Don’t lock industry out of QR sale: QRC
Queensland’s $40 billion a year coal industry should not be dismissed by the state government as a potential investor in the planned privatisation of QR’s coal rail business, according to the QLD Resources Council (QRC).
QRC chief executive Michael Roche said the government was risking long-term industry growth and the future royalties to taxpayers by proposing a share float of QR’s coal business in its current form.
A joint media statement from the Premier and the Treasurer issued on June 2nd, 2009 stated:
“…trains on systems such as the Goonyella, Newlands, Blackwater and Moura systems would be sold separately to (the) sale of infrastructure such as train lines and ports.
This will enhance competition in this important sector, which will get the best result for coal companies and the Queensland taxpayer.”
Roche said, “We are yet to learn what possessed the government to reverse this clear cut commitment to get the best outcome for taxpayers and the competitiveness of Queensland’s largest export industry by selling the coal trains and coal track businesses separately.
“By the Treasurer opting to put all his eggs in the basket of bundling the trains and track in one publicly floated business, industry has been locked out from making a bid for the coal track business.
“Surely it makes sense for the state government to test if a unified coal industry grouping could deliver superior value to the owners of these assets – the citizens of Queensland.”
Roche said that industry might not only deliver a superior sale price, but with industry buy-in, the government encourages an ownership model aligned to industry needs around performance, investment, cost and reliability.
“This translates into more royalties for Treasury, funding more services for Queenslanders.
“The government’s approach of locking industry out has to have the effect of reducing QR’s sale value.
“In fact, it perpetuates a policy that locked competition out of Queensland’s coal freight business for 12 years and makes neither commercial nor policy sense,” said Roche.
In other states, contestable above-rail operations (trains and wagons) are separate from the natural monopoly of the below-rail (track) elements.
The Hunter Valley export coal chain in New South Wales is an example where QR competes against other operators like Pacific National on a track network owned by a third party - the Federal Government’s Australian Rail Track Corporation.
“Under the Treasurer’s model for Queensland, the one company will have monopoly control of the track and ownership of one of the competing freight services requiring access to that track,” Roche said.

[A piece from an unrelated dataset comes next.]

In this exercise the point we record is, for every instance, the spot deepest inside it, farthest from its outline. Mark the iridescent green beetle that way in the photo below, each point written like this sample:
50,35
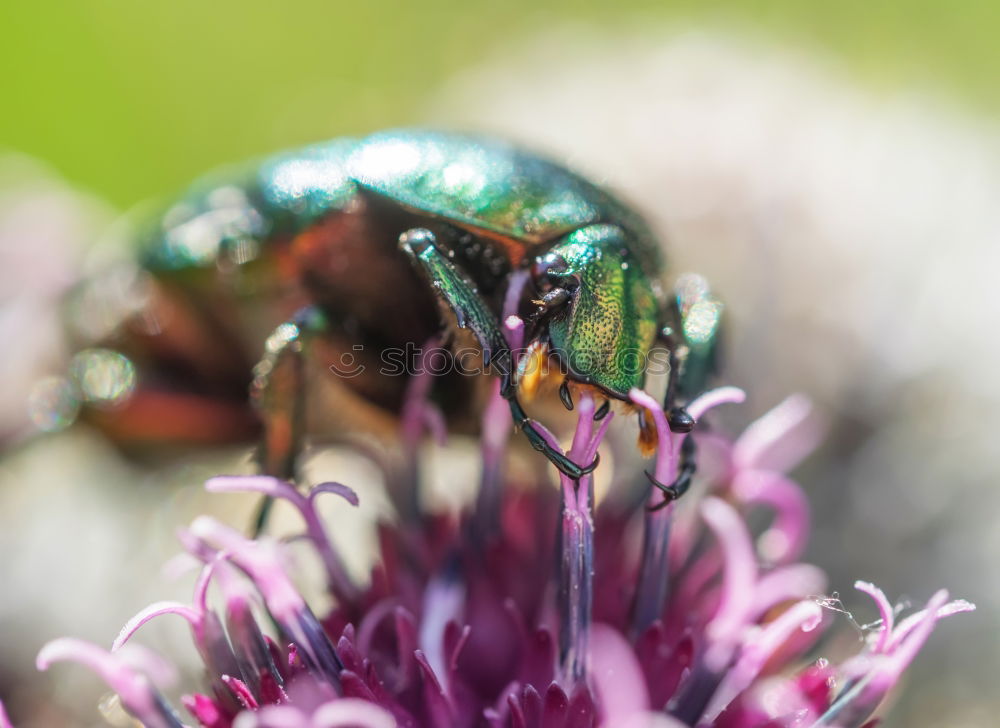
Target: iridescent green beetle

“The real test of the proposed Queensland model would be to ask QR how they would feel about their main coal freight competitor in New South Wales - Pacific National - also being the owner of the coal track.”
Roche warned that if a “vertically integrated” QR model did go to the market, the coal industry would have no alternative but to press for strict regulatory protections, reflecting the lessons learned from previous government privatisations of similar monopolies and export infrastructure assets.
“These will be needed to protect the coal industry from the perverse motivations for an ownership model that provides direct financial incentives to extract monopoly profit from the below-rail supply chain, rather than maximise the efficiency of Queensland’s rail-to-port coal network,” he said.
“As things stand, in the absence of a transparent and more thoughtfully aligned ownership structure of the QR coal business, the state’s leading export industry is going to have to rely on a second best policy response to mitigate the worst aspects of the proposed model.”